A computational systems biology approach for elucidating molecular features of primary and metastatic melanoma
Abstract
Malignant melanoma, a cancer arising from melanocytes, is reported to have one of
the fastest growing incidence rates worldwide, and is considered to be one of the most
aggressive human malignancies. According to the World Health Organization (WHO),
current statistics indicate that 132,000 cases occur globally each year and is set to rise
by 2-3% every year.
If detected early, a complete surgical excision of the tumor can be performed. However,
in many cases, diagnosis and treatment is delayed, leading to poor prognosis, with a
survival expectation of a mere 6-9 months in the case of metastatic melanoma. Due to
high incidence rates, difficulty in early diagnosis and rapid progression to metastasis,
melanoma is an important malignancy to be studied.
Diagnosis and stage classification of many diseases including cancers is still a major
challenge. Melanoma is a highly heterogeneous disease, with multiple sources of
heterogeneity. It can arise in many regions of the body, with varied incidence patterns.
It is also linked to various alterations at the molecular level, with the pattern of
alterations varying widely across patients. As a result of this heterogeneity, existing
diagnostic and therapeutic methods can lead to poor outcomes in a subset of patients
even if it is effective in a different subset. A large amount of genomic and
transcriptomic data of tumor samples from patients is now available, which provides
new opportunities for understanding disease mechanisms and identifying specific
molecular features characteristic of the disease stage and sub-type. In this context, a
feature refers to a gene or a pool of genes or even a pathway. Identification of molecular
features from such large complex data is still a major challenge in many diseases, and
is currently a highly pursued objective. The multi-level complexities involved in the
disease and the need to study large patient data to understand the perturbations at a
systems level, necessitates the use of large scale computational approaches.
While melanoma, like many other diseases, can be associated with variations at
multiple levels, the onset of the disease is due to mutations in critical genes. Metabolic
alterations are also known to occur in the disease, which cater to the high energy needs
of a progressive tumor. Viewing the disease from a different perspective, modulation
of the immune processes has also been studied, which has now shown that the tumor
evades the immune system and manages to proliferate. In this work, a computational
systems biology approach was used to identify the molecular features which addresses
all these aspects and are responsible for the progression of melanoma.
As a first objective in Chapter 2, a new network-based computational pipeline
combined with machine learning method which utilizes publicly available
transcriptomic data of melanoma patient samples was developed to identify signature
genes which can efficiently classify metastatic melanoma and primary melanoma.
These genes can be potential biomarkers for the identification of progression in
melanoma patients. To begin with, a condition-specific protein-protein interaction
network was constructed for the three conditions, normal skin (NS), primary melanoma
(PM) and metastatic melanoma (MM). Further, the active paths in each of the
networks were computed based on the shortest-path approach. The paths different in
MM compared to NS, PM compared to NS and MM compared to PM were identified
using a string similarity metric. These perturbed paths were further pruned based on
the influence they wield on the entire system. To do this, network communities were
identified and genes in them scored based on the number of communities they spanned.

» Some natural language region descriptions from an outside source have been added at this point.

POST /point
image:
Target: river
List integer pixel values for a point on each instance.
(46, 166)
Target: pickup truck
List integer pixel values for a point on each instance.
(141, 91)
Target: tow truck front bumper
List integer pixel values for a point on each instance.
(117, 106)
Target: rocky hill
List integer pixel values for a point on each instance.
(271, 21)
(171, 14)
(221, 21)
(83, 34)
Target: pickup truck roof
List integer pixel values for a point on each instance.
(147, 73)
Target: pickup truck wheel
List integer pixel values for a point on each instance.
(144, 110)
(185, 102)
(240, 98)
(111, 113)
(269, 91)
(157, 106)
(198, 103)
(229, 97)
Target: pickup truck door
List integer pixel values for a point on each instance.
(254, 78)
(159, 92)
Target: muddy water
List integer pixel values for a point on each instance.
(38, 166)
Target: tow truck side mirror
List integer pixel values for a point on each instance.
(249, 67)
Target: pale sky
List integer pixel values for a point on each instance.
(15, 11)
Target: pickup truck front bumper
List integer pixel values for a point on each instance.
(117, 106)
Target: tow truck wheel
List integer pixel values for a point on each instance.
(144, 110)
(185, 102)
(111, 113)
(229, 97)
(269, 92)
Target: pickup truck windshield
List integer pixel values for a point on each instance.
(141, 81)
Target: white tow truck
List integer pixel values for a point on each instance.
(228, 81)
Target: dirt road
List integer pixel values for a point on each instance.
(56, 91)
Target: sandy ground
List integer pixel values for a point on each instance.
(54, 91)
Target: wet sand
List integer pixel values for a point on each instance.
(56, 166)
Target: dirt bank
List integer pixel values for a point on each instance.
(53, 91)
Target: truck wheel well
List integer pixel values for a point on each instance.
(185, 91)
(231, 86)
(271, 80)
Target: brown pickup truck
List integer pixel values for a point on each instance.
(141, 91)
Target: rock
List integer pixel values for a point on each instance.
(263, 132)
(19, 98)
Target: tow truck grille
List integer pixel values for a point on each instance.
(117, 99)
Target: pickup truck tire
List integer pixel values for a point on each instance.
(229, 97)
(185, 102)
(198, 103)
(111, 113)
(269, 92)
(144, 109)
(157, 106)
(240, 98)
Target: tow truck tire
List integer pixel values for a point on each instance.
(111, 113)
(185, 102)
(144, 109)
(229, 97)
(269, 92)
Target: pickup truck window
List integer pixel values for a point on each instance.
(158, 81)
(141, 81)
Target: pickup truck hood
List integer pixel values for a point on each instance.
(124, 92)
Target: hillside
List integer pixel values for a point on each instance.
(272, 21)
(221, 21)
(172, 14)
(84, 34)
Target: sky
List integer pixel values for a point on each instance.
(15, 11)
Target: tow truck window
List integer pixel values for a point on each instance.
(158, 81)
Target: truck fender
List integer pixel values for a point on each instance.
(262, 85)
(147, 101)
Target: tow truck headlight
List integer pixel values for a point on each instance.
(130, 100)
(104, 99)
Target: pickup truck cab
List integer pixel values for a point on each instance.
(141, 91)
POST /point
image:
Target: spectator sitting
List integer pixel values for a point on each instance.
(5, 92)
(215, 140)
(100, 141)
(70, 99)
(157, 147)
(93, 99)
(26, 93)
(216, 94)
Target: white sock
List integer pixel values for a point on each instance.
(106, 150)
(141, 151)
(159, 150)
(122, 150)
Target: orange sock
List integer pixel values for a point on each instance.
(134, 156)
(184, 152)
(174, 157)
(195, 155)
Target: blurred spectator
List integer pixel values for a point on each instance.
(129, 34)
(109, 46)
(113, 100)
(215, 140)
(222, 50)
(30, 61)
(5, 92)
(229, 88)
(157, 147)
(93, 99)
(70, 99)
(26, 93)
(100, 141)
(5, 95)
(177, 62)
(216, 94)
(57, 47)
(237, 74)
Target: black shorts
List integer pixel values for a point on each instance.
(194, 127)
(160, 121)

Using this, the most influential, differentially expressed genes in all the three
comparisons were identified and were taken as a short-list of markers. The shortlisted
genes were further evaluated by a machine learning approach and ranked by their
discriminatory capacities. Based on a feature elimination exercise, a minimal gene-set
with the maximum efficiency for classification between the pair of conditions, was
identified using a Random Forest classifier. From this, a panel of 6 genes, ALDH1A1,
HSP90AB1, KIT, KRT16, SPRR3 and TMEM45B whose expression values
discriminated metastatic from primary melanoma by 87% classification accuracy was
identified. In an independent transcriptomic data set derived from 703 primary
melanomas from a collaborator’s laboratory, it was observed that all six genes in the
panel were significant in predicting melanoma specific survival (MSS) in a univariate
analysis, which was also consistent with AJCC staging. Further, 3 of these genes,
HSP90AB1, SPRR3 and KRT16 remained significant predictors of MSS in a joint
analysis of the 6 genes (HR=2.3, P=0.03), although HSP90AB1 (HR=1.9, P=2x10-4)

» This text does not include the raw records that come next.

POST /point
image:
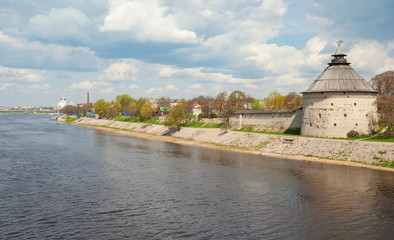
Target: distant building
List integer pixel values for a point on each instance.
(337, 102)
(62, 103)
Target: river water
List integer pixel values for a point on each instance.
(60, 181)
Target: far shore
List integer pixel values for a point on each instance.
(181, 141)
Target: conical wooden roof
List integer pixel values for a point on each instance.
(339, 77)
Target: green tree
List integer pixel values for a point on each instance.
(385, 106)
(384, 84)
(100, 107)
(147, 111)
(125, 100)
(220, 102)
(293, 100)
(275, 100)
(237, 100)
(138, 104)
(164, 102)
(206, 104)
(256, 104)
(177, 115)
(113, 109)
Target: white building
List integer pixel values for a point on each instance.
(338, 101)
(62, 103)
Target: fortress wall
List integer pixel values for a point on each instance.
(334, 114)
(362, 151)
(267, 121)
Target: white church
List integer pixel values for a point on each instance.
(337, 102)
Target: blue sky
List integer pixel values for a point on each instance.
(182, 49)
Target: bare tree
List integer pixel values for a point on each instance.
(384, 84)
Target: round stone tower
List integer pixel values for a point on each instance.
(338, 101)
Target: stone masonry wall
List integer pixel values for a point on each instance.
(362, 151)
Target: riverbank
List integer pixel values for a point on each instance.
(342, 152)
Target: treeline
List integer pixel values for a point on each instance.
(211, 107)
(184, 110)
(384, 84)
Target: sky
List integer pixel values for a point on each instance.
(182, 48)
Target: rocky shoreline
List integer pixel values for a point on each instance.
(294, 147)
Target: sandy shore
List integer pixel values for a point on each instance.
(176, 140)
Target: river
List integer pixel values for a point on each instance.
(61, 181)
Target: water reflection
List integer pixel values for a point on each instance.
(74, 182)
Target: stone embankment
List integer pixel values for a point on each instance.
(346, 150)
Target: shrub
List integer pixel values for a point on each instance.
(353, 134)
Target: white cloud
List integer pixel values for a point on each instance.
(273, 58)
(6, 85)
(195, 86)
(124, 69)
(291, 79)
(372, 56)
(64, 23)
(251, 86)
(40, 87)
(108, 90)
(18, 51)
(145, 21)
(159, 90)
(87, 85)
(203, 74)
(21, 74)
(320, 20)
(171, 87)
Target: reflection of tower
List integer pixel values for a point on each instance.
(62, 103)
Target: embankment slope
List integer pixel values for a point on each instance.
(301, 148)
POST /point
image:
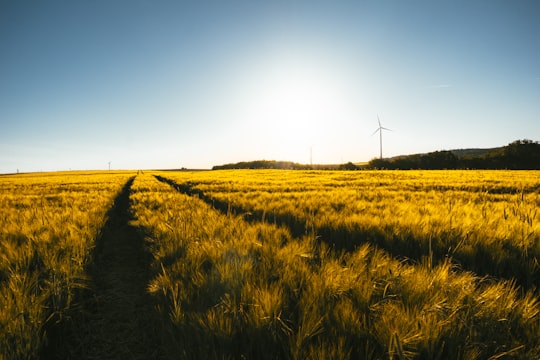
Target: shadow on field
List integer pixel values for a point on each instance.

alone remained predictive after adjusting for clinical predictors. A panel of 20 genes
with high discriminatory capacity to classify PM vs. NS and a panel of 25 genes for
MM vs. NS were also identified.
Chapter 3 describes the work carried out to identify potential driver mutations in
melanoma. Melanoma is a malignancy with a high mutation burden, with the onset of
the disease attributed to mutations caused by external stresses. The mutations are
observed to modulate multiple pathways, with the landscape of mutations varying
across patients. In some cases, different mutations resulting in the same end effect can
also be seen. These observations highlight the extent of heterogeneity among melanoma
patients. A novel algorithm, DMIN (Driver Mutation identification using Influence
Network) was designed to identify patient-specific potential driver mutations using the
mutation information and gene expression variation of 362 melanoma patients from
the TCGA dataset which was integrated with a comprehensive protein-protein
interaction network. The active paths based on the shortest-paths principles were
computed from the mutated node as a source, to all other nodes as possible destinations
in the 362 patient-specific networks. The paths were further scored and prioritized in
each patient to identify the mutations and differentially expressed nodes, referred to
as outliers. A tripartite graph was constructed consisting of patient (P), mutations (M)

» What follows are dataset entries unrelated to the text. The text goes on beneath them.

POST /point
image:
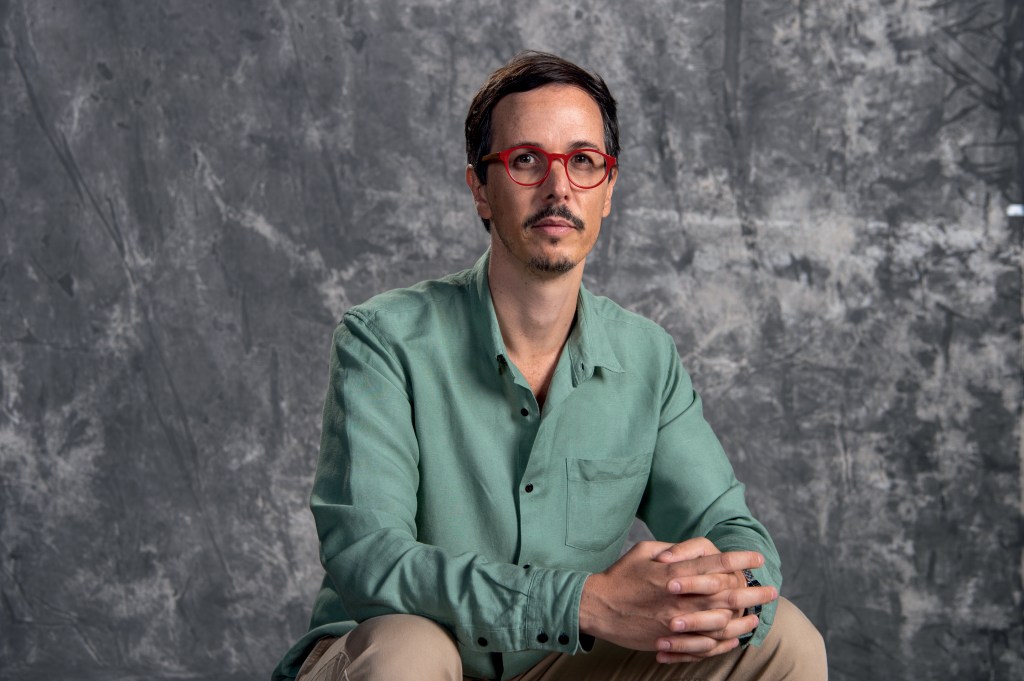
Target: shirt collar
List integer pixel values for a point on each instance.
(588, 343)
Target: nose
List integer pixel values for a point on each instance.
(556, 184)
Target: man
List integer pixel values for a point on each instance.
(488, 438)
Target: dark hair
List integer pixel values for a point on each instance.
(528, 71)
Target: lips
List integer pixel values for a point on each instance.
(554, 220)
(554, 225)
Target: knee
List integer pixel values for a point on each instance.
(400, 646)
(798, 643)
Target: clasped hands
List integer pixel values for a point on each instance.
(684, 600)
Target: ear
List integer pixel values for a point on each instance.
(479, 190)
(612, 176)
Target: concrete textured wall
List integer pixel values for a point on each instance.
(813, 201)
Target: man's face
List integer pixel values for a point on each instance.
(551, 227)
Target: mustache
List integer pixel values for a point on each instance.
(554, 211)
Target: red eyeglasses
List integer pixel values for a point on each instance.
(529, 166)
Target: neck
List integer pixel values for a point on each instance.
(535, 310)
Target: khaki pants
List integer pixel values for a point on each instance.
(794, 650)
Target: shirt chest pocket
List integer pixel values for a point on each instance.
(602, 500)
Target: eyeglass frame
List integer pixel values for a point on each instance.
(503, 156)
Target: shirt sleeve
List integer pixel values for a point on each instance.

and outlier (O) as three connected node sets. The M nodes were ranked based on the
betweenness centrality and based on percentile threshold, 59 potential driver mutations
were identified which were found to be statistically significant. The performance of the
DMIN method was further validated by comparing with three other existing methods
and DMIN method was found to outperform others. Co-occurring mutation
combinations were also computed and shortlisted based on their effect on the survival
of the patients. In total, 68 combinations ranging from 2-12 genes with a high hazard
to survival were identified. Finally, driver mutations were computed in the patients
based on their clinicopathological information such as the sample type, mutation
subtype, AJCC stage, Breslow thickness, gender and ulceration and pathways enriched
in each of these conditions are described.
Metabolic rewiring is an important characteristic of the tumor cells. The pathway
rewiring accounts for the increased energy requirements and also aid in the proliferation
of the cells. In Chapter 4, Flux balance based analysis was carried out using a genome
scale metabolic model to identify the variations associated with disease progression of
cancer. To begin with, a melanoma metabolic model was constructed using a general
human metabolic model and gene expression data of NS, PM and MM samples. The
flux level variations were computed between PM-NS, MM-NS and MM-PM conditions
and sub-systems that varied were identified. The reactions belonging to ROS
detoxification, Warburg effect and tyrosine metabolism were found to be largely varied
in the melanoma condition. In addition, Vitamin A and Vitamin C metabolism
variation were observed between MM and PM.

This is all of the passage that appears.